I've had discussion about this in the contect of Java EE, EJB 3 and resources.
My understanding is that we need to distinguish between injection of the Reference to a resource and the actual use of a resource.
Take the example of a database connection we have some pseudo-code
InjectedConnectionPool icp;
public void doWork(Stuff someData) throws Exception{
Connection c = icp.getConnection().
c.writeToDb(someData);
c.close(); // return to pool
}
As I understand it:
1). That the injected resource can't be the connection itself, rather it must be a connection pool. We grab connections for a short duration and return them.
2). That any Db connection may be invalidated at any time by a failure in the DB or network. So the connection pooling resource must be able to deal with throwing away bad connections and getting new ones.

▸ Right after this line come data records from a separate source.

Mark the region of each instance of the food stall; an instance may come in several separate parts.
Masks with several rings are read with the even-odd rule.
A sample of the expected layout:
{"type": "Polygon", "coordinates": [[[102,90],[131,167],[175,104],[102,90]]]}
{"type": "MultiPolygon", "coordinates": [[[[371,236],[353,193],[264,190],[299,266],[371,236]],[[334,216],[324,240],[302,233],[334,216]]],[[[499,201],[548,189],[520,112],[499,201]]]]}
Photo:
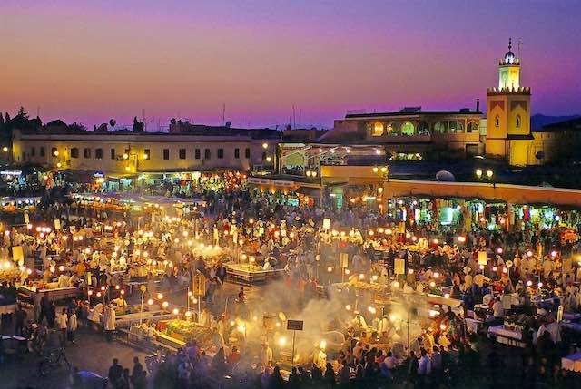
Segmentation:
{"type": "Polygon", "coordinates": [[[174,348],[183,347],[192,341],[206,347],[212,345],[212,330],[192,320],[161,320],[158,323],[156,339],[162,345],[174,348]]]}
{"type": "Polygon", "coordinates": [[[248,285],[260,284],[269,279],[277,278],[284,272],[284,269],[276,268],[263,270],[262,267],[258,265],[247,263],[231,262],[225,266],[226,277],[229,280],[248,285]]]}
{"type": "Polygon", "coordinates": [[[54,302],[79,297],[83,295],[82,287],[57,287],[57,282],[44,283],[42,281],[34,282],[33,285],[23,285],[18,288],[18,299],[34,306],[34,301],[40,299],[40,297],[44,295],[47,295],[49,298],[54,302]]]}

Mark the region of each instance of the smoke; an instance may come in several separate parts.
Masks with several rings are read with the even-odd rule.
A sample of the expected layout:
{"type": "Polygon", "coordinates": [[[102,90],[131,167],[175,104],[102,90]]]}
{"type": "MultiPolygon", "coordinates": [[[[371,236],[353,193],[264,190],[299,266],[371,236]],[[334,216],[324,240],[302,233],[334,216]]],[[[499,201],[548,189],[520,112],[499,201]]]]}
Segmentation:
{"type": "MultiPolygon", "coordinates": [[[[348,293],[346,288],[340,292],[330,289],[327,298],[314,297],[303,302],[294,281],[279,280],[269,284],[261,289],[261,298],[248,303],[249,341],[254,342],[257,347],[268,341],[275,355],[282,355],[285,356],[283,359],[290,361],[293,331],[286,329],[284,319],[302,320],[303,330],[296,331],[295,363],[311,363],[313,354],[319,352],[318,347],[321,343],[328,359],[334,359],[339,350],[346,345],[343,334],[351,325],[355,301],[352,291],[348,293]],[[351,306],[350,310],[346,309],[347,305],[351,306]],[[271,317],[274,323],[273,328],[269,331],[262,326],[264,316],[271,317]]],[[[362,300],[360,297],[359,298],[362,300]]],[[[412,342],[422,335],[423,328],[430,322],[428,312],[434,312],[435,309],[424,299],[408,301],[401,295],[392,297],[390,304],[384,306],[383,309],[378,306],[374,313],[368,310],[365,303],[359,301],[358,309],[368,326],[372,325],[374,318],[381,319],[386,315],[389,320],[389,335],[395,343],[400,344],[400,348],[407,348],[408,341],[412,342]]]]}

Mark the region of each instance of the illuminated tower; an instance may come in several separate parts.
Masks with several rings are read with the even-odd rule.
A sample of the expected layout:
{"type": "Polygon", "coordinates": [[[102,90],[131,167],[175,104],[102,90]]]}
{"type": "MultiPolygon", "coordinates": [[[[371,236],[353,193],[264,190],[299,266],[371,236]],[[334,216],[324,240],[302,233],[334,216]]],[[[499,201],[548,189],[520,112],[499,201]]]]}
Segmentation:
{"type": "Polygon", "coordinates": [[[508,52],[498,63],[498,86],[487,93],[487,154],[511,165],[530,160],[530,88],[520,86],[520,61],[508,52]]]}

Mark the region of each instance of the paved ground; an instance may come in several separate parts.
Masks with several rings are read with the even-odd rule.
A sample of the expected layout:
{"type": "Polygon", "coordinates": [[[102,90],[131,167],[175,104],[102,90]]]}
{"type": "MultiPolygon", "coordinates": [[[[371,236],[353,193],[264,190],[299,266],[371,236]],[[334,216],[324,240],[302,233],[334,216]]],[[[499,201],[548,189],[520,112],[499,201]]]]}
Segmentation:
{"type": "MultiPolygon", "coordinates": [[[[52,345],[58,344],[56,334],[49,339],[52,345]]],[[[143,364],[145,354],[119,343],[108,343],[102,334],[92,330],[80,329],[77,341],[69,345],[65,351],[73,366],[80,370],[89,370],[103,377],[107,376],[113,358],[118,358],[123,367],[131,370],[133,356],[139,356],[143,364]]],[[[63,368],[41,377],[37,373],[39,358],[26,354],[21,362],[6,361],[0,365],[0,388],[64,389],[68,384],[68,372],[63,368]]]]}
{"type": "MultiPolygon", "coordinates": [[[[236,298],[240,286],[227,283],[223,287],[223,296],[228,297],[229,304],[232,304],[236,298]]],[[[261,298],[263,291],[261,287],[244,287],[246,297],[249,300],[261,298]]],[[[130,297],[134,300],[136,297],[130,297]]],[[[187,292],[178,291],[167,295],[167,298],[172,304],[186,305],[187,292]]],[[[137,297],[138,299],[138,297],[137,297]]],[[[216,304],[212,307],[214,313],[223,312],[224,305],[216,304]]],[[[193,307],[192,307],[193,309],[193,307]]],[[[56,345],[58,339],[56,334],[52,334],[50,343],[56,345]]],[[[483,341],[482,359],[491,351],[492,344],[483,341]]],[[[501,384],[496,387],[518,386],[521,372],[520,355],[522,350],[513,347],[501,346],[497,350],[503,358],[503,368],[499,372],[502,377],[501,384]]],[[[113,358],[119,359],[121,365],[131,370],[133,356],[139,356],[142,364],[145,354],[123,344],[104,340],[103,334],[93,330],[80,329],[77,334],[75,345],[70,345],[66,355],[73,366],[80,370],[93,371],[102,376],[106,376],[113,358]]],[[[25,355],[22,361],[6,361],[0,365],[0,389],[34,388],[34,389],[64,389],[68,384],[68,372],[64,369],[54,371],[46,377],[40,377],[37,373],[39,358],[30,354],[25,355]]],[[[486,388],[490,387],[487,377],[488,371],[484,365],[478,369],[476,374],[468,380],[462,380],[457,384],[457,387],[486,388]],[[478,378],[476,378],[476,377],[478,378]]],[[[468,374],[472,375],[472,374],[468,374]]],[[[405,387],[405,385],[392,385],[394,388],[405,387]]]]}

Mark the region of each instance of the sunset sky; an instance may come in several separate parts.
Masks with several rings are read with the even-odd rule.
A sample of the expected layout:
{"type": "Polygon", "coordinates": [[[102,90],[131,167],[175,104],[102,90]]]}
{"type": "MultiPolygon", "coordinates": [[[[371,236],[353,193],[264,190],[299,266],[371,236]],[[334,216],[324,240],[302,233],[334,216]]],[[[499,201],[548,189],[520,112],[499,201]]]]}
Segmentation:
{"type": "Polygon", "coordinates": [[[234,126],[274,126],[294,104],[329,127],[473,108],[512,36],[533,113],[581,113],[579,20],[576,0],[2,0],[0,112],[221,124],[224,103],[234,126]]]}

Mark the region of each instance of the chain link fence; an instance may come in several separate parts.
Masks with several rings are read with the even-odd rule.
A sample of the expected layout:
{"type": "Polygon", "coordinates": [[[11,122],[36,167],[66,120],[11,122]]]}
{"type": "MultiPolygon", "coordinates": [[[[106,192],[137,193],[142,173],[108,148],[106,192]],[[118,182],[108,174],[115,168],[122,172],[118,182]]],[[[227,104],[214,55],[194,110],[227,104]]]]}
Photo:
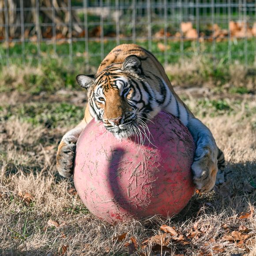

3). A failure of injection means that the component will not be started. This could happen if, for example, the injection is actually a JNDI lookup. If there's no JNDI entry we can't find the connection pool definition, can't create the pool and so can't start the component. This is not the same as actually opening a connection to the DB ...
4). ... at the time of initialisation we don't actually need to open any connections, a failure to do so just gives us an empty pool - ie. exactly the same state as if we had been running for a while and the DB went away, the pool would/could/should throw away the stale connections.
This model seems to nicely define a set of responsibilities that Demeter might accept. Injection has respobilitiy to prepare the ground, make sure that when the code needs to do something it can. The code has the responsibility to harvest the fruit, try to use the prepared material and cope with actual resource failures and opposed to failures to find out about resources.